きらびやかなスターを見ようと人々は、スタジアムに足を運び、テレビの前に座る。あなたはスターを輝かせることを自分の役割とした。そのことでファンの共感を得ていったプレーヤーでした。
日本ハムへの入団はドラフト外。支配下選手登録枠からもれ、任意引退選手扱いになったこともありました。「ちょっとでも、すきがあったら自分はそこへ行く。それしか自分の生きる道はない」。あなたの口癖でしたね。
広島へトレードされて、スイッチヒッターに転向する。捕手から外野手にコンバートされたが、投手以外のあらゆるポジションをこなしましたね。ユーティリティー・プレーヤーという言葉はあなたのためにありました。
巨人へのトレードは意外だったでしょう。「よりによって、一番戦力の厚い所へ行って、出番があるんだろうか」。あなたはそう話していました。

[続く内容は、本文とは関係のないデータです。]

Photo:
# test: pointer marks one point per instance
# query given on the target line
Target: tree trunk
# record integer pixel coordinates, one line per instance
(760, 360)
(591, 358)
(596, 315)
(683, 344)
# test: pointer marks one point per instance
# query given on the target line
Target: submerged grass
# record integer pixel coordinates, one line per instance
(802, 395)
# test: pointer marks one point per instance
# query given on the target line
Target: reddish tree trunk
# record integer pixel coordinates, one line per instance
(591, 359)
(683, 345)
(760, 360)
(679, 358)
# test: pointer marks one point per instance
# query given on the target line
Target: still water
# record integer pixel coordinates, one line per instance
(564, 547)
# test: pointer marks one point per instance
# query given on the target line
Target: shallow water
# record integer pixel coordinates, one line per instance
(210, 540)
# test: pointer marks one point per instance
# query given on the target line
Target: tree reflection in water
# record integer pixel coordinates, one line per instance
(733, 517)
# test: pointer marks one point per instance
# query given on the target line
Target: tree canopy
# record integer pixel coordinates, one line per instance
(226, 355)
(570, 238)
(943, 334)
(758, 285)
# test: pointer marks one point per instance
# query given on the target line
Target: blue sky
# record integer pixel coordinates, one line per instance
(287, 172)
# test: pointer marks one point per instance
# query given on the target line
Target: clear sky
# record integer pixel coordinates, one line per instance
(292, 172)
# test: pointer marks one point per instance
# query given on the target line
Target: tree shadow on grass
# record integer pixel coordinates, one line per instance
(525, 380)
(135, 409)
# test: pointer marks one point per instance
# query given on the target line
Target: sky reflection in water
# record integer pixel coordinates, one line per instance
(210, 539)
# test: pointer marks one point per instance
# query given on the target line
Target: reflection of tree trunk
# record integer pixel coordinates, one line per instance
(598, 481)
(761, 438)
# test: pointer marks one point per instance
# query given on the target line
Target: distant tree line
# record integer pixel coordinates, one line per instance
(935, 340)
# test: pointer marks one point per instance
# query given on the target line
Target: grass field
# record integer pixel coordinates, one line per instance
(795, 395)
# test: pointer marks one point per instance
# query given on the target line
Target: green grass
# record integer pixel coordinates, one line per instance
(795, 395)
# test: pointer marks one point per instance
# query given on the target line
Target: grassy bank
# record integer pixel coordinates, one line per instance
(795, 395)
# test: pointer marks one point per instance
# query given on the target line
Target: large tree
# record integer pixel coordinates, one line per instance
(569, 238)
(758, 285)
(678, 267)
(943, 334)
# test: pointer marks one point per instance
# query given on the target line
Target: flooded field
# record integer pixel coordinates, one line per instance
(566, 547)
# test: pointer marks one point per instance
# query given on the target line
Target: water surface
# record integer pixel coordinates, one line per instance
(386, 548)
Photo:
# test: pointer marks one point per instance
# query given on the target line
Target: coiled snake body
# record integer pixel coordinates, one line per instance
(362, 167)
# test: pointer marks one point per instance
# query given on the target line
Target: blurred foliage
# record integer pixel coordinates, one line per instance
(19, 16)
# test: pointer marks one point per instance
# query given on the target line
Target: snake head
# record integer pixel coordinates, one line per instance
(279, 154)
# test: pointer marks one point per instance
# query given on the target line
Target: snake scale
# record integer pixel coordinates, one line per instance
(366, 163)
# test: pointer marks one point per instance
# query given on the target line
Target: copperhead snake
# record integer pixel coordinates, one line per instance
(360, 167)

が、原辰徳監督は木村拓也という」プレーヤーを必要としていました。2008年5月の日本ハム戦で故障欠場した小笠原道大に代わって3番で出場して、先制本塁打を放ちました。めったに立つことがないお立ち台でした。
「巨人は主力がいなければ勝てないのか、と思われたくなかった。だから絶対に勝ちたかった」。インタービューを覚えているファンも多いでしょう。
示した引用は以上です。